Enter Uber. But what is Uber really doing?
They aren’t going out and buying a fleet of cars like the cab companies and black car services that have cropped up. Uber is really not about transportation. What they have done is create a clever way to identify available capacity in the system, and then deploy that capacity as needed.
If you look at where Uber is most successful, it is in cities where cab service is dreadful. By dreadful, I mean that it is difficult to get a cab in a timely fashion. Take San Francisco, for instance. Getting a cab in SF can be nigh impossible. Even when you call central dispatchers, wait times can be atrocious. And if you are trying to use a cab on a high-volume night, you are better off packing some comfortable shoes and hoofing it around the city. For San Francisco, Uber represents a painless way to get just-in-time delivery of a ride service.
Because Uber’s business is around discovery and redeployment of capacity, the real competition for Uber is not for fares. To scale their business, they need access to more fluid ride capacity. The more capacity they have in the system, the better their deployment service. They can extend their reach and shorten the time-to-wait for a ride service. This means that the real fight Uber needs to win is the one for drivers. It’s not the cab companies so much as the other ride sharing services (like Lyft) that threaten to cap Uber’s ability to add additional capacity.
So what does this have to do with IT infrastructure?
IT infrastructure generally (and data centers in particular) are about providing resources to satisfy application or tenant workload requirements. The capacity required takes three general forms: compute, storage, and networking. The objective is not merely providing some aggregate capacity but rather pairing that capacity with a specific demand. And as cloud continues to grow, it is increasingly about providing just-in-time delivery of that capacity.

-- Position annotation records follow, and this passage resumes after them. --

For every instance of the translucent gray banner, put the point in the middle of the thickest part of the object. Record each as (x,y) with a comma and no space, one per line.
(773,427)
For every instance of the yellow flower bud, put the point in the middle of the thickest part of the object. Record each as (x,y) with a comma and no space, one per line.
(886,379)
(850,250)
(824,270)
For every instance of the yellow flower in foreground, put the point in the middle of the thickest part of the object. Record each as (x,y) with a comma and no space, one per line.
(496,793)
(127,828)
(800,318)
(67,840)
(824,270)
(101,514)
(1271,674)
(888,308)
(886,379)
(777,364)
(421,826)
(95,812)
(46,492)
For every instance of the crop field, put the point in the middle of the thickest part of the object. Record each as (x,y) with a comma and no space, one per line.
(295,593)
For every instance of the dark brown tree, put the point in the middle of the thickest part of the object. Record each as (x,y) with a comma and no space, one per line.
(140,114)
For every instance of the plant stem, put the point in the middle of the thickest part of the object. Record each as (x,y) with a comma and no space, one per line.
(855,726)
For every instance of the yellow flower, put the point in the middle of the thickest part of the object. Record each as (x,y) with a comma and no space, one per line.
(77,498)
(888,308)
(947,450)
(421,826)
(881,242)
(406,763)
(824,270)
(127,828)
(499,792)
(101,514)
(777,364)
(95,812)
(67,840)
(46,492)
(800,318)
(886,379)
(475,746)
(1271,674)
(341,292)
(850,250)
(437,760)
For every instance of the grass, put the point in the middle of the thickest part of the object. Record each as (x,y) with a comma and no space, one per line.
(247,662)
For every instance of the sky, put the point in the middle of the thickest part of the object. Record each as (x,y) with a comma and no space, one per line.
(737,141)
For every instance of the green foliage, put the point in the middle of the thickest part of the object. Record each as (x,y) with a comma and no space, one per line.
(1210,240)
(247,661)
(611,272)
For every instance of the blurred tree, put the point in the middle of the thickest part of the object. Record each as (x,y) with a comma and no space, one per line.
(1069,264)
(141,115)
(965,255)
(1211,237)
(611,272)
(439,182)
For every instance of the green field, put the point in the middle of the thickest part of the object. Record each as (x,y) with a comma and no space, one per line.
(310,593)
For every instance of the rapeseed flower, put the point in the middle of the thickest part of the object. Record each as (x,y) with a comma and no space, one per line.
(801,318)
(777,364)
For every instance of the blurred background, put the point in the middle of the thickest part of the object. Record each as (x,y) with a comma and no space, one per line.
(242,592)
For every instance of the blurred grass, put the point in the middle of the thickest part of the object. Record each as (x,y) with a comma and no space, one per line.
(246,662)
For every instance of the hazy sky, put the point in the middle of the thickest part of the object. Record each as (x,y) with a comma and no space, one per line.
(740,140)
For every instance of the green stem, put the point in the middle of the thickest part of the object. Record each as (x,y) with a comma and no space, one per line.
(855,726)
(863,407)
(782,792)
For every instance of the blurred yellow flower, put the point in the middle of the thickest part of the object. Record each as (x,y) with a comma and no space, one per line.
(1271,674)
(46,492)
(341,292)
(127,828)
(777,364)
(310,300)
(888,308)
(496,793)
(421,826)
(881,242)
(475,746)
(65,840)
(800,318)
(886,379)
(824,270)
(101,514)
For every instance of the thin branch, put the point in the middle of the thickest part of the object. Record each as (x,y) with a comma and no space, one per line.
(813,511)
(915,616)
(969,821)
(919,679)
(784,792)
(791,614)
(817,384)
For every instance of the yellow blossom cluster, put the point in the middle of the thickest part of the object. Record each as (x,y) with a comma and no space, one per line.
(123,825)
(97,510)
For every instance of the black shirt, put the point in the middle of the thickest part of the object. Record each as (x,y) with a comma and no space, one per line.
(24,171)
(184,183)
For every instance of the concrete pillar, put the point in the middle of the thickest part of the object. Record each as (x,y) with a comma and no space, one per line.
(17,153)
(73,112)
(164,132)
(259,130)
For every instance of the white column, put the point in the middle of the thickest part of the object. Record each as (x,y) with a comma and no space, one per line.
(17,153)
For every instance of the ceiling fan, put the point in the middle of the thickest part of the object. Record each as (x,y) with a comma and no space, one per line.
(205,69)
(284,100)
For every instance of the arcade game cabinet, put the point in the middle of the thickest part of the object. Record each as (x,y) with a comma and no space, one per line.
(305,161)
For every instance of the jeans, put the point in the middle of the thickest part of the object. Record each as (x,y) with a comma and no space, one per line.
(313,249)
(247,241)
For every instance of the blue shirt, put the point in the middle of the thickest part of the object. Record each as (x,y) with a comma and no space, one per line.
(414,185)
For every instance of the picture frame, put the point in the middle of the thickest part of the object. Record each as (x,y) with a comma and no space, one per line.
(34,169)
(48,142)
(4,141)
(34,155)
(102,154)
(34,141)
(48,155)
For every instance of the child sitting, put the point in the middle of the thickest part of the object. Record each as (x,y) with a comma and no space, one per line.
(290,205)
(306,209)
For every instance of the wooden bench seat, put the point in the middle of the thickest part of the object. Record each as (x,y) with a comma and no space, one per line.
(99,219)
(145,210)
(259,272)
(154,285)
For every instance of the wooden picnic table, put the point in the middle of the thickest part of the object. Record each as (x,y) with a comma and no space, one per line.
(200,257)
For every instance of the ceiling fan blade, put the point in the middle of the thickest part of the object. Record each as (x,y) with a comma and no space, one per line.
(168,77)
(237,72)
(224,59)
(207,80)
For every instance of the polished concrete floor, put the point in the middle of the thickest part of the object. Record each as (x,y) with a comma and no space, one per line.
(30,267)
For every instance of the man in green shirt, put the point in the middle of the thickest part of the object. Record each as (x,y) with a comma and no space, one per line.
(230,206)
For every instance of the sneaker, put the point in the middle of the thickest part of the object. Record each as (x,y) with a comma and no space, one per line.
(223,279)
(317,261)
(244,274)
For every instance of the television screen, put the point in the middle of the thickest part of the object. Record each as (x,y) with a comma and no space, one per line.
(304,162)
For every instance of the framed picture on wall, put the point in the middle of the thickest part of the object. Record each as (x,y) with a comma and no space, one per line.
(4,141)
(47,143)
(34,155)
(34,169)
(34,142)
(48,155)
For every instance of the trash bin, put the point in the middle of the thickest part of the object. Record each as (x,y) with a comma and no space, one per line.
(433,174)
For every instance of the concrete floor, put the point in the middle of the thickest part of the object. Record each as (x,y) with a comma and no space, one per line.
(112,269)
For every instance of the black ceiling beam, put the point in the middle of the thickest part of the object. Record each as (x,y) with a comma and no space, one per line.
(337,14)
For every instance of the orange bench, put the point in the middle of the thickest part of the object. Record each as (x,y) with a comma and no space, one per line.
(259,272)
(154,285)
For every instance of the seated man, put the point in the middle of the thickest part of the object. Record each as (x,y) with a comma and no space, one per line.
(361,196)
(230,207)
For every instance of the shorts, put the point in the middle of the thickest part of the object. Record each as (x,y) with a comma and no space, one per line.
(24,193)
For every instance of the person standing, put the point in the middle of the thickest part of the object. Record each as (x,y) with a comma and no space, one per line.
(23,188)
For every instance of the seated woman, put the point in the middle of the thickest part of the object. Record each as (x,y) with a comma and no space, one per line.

On the compute and storage side, we have solved a big part of this challenge. Virtualization essentially frees up compute resources, which means that application workloads can be satisfied as-needed through application portability. If you need additional horsepower, you launch a new application instance on a VM that resides on some server with capacity to give. In this context, the dispatching of available capacity is moving the application workload to a server. And tools like DRS allow for the definition of resource pools that can then be allocated as needed.
But what about the networking side?
To date, the networking world has evolved in much the same way as the cab companies. The game has always been about adding addition cabs to the fleet (more capacity to the network). And while we can use monitoring tools to determine where capacity is not being fully utilized, there is no simple means of dispatching that capacity to where it is needed. Additionally, even the tools we have to shape paths are not particularly well-suited for providing just-in-time capacity.
There is an opportunity in the networking space to move in this direction. SDN as a movement provides a couple of tools that are architecturally necessary if this is to become a reality. A central controller is a logical way to locate available capacity. With a global view of the network as a resource, the controller is in a unique position to see how the physical transport is actually being used.
But imagine using Uber if it only told you where the available cars were but could not dispatch them to you. Without performing both actions – locating and dispatching – the service is incomplete. So it is in networking. Knowing where capacity resides is interesting but not terribly useful. The network needs the ability to dispatch that capacity to suit the applications. And one final point, whether dispatching occurs in the moment or at a scheduled time is dependent on the needs of the customers (applications or tenants, in this case).
Ultimately, what Uber is doing is actually quite impressive. But there is subtlety in the strategy and the innovation. The whole of IT might be able to learn a bit from Uber’s creativity.